TL;DR: I did a lot of scraping today.
THE GOOD NEWS: After some serious hunting, I found stats.ncaa.org
THE BAD NEWS: The urls are intentionally de-coupled from school names (to dissuade scraping, one presumes)
THE GOOD NEWS: After SERIOUS digging on stats.ncaa.org I found a page that listed the schools with links to a more serious “school” page that contained what I can only assume is the internal ncaa reference number that is used in the urls for historical data
THE BAD NEWS: One cannot simply copy and paste these urls
THE GOOD NEWS: One CAN copy the data, including the links, into excel
THE BAD NEWS: The links don’t show up as hyperlinks so I cannot get the hidden number from the URL like I hoped
THE GOOD NEWS: I can write a quick VBA script to make a function called GetURL and create a new column with this naked URL and export the csv and then split on the backslashes etc to get this very sacred number
THE BAD NEWS: Upon testing my urls with my new sacred numbers, I get a 403 error – the url is It is protected by a redirect (to dissuade scraping again, one presumes)

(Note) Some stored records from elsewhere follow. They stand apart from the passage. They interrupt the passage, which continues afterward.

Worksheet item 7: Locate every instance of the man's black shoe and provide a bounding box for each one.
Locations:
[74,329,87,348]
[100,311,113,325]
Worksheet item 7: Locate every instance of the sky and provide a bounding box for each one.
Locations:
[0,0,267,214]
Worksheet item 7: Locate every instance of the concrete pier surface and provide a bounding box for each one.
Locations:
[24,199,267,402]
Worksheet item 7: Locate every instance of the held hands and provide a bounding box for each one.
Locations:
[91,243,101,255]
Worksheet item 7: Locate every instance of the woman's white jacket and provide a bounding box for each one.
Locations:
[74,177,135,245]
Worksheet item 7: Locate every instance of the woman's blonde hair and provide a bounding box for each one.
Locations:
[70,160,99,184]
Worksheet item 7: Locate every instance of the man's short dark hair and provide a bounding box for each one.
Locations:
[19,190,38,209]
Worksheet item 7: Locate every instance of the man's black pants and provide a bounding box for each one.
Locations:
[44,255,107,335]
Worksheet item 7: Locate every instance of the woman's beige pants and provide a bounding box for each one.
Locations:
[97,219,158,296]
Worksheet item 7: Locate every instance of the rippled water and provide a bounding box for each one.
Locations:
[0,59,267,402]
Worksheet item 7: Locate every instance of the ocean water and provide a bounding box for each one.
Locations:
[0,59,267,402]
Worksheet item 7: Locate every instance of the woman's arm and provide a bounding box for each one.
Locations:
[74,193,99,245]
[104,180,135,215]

THE GOOD NEWS: Python requests handles redirects
THE BAD NEWS: Even with the requests package, still getting a 403 error, even though I can clearly access it via my browser
THE GOOD NEWS: I can fake my headers and pretend to be a browser trying to access the page
THE BAD NEWS: There are many tables with a ton of different headings and information
THE GOOD NEWS: I discovered that I can use requests + pd.read_html and skip beautiful soup entirely to turn tabular data into data frames!!
THE BAD NEWS: This takes a long time and I haven’t thought of a “natural” way to display the data – what happens when I want to get the offensive points of LSU? How can I add just offensive points to my table?
THE GOOD NEWS: I didn’t have a beer tonight so I could be sharp and focus all my energies on this
THE BAD NEWS: It is still running…
THE GOOD NEWS: I’ve also found Championship data
THE BAD NEWS: I still haven’t spent any quality time thinking of how I might solve for missing values, which is arguably far more important than this endless quest for more data
THE GOOD NEWS: I will eventually use these URLS to get more historical data as well… which more people might not have…
THE BAD NEWS: It is my turn to clean the cat litter